For the past few months I've been working part time with Jill Davidson to put on the final Coalition of Essential Schools Fall Forum -- their annual national conference. It is also the end of CES as an independent organization, more or less. It was Jill's conference; I was just assisting her vision. There are a bunch of reasons to gracefully wind up the organization at this point: structurally it has always been too loose and decentralized for the current funding climate, and the expanded reach of many of its principles has come through new organizations like Expeditionary Learning, Big Picture Learning, High Tech High, and Deeper Learning.

So we held the conference last week in Providence at the Omni to give everyone a chance for one last "conversation among friends." I suppose it is not my place to say so, but it went really well. We had between 400 and 500 people, which was enough for our financial requirements and enough to make the venue feel full -- but still small enough for Jill and I and a few other volunteers to give everyone quick and personal service. I could easily keep an eye on the 15 or so session rooms myself. The Omni staff was great; food was tasty; A/V support way beyond what teachers are used to.

The goal was to still have the same working conference for classroom teachers from Coalition schools that Fall Forum has always been, with a strong thread of reflection, nostalgia, and opportunity for closure as a community.

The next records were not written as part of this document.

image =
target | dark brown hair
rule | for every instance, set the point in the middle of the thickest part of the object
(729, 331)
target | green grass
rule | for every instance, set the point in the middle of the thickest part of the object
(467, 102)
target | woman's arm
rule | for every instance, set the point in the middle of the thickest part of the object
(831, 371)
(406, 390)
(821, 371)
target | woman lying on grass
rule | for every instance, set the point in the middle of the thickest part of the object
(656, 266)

The emotional center of the conference -- at this point you might consider how many conferences you've attended that had an emotional center -- was its grand-matriarchs, Deborah Meier and Nancy Faust Sizer. Debbie's eyesight is failing so I (and I am sure many others) made it my mission to scurry around making her path as smooth as possible. Debbie and Nancy were in the middle of everything all weekend. Nancy Sizer's closing words were emotionally raw but perfect for the moment, and wrapping everything up with some second-line tunes from the Extraordinary Rendition Band worked better than I could have hoped.

From my point of view, even the screw-ups were kind of amazing. I'd sent out invitations for participating authors to do book signings, but the actual implementation was a bit ad hoc. I ducked into the main ballroom to finally get a bite to eat on the first full day of the conference and when I came out, Linda Darling-Hammond, Dennis Littky (of Big Picture), Debbie Meier, and George Wood (president of CES) were all sitting around a little table wedged in between the bookseller and another vendor table, having a grand chat. The only problem is that without a proper sign, etc., even if other people had realized it was supposed to be a book signing, it was a rather intimidating conversation to interrupt for a signature. It was a satisfying moment to stand back and observe, and maybe grab a young person and whisper, "Do you know who those people are!?!".

CES is kind of like an American labor union -- full participation is mostly based on where you happen to work -- and since I've never worked at a CES school, I've never been an active member. But CES and Ted Sizer's work at Brown is what brought me to Providence in the first place, and I have always thought of my educational philosophy first and foremost as a "CES-style progressive," so it was an honor to contribute to its legacy and do something for those who built it over the past three decades.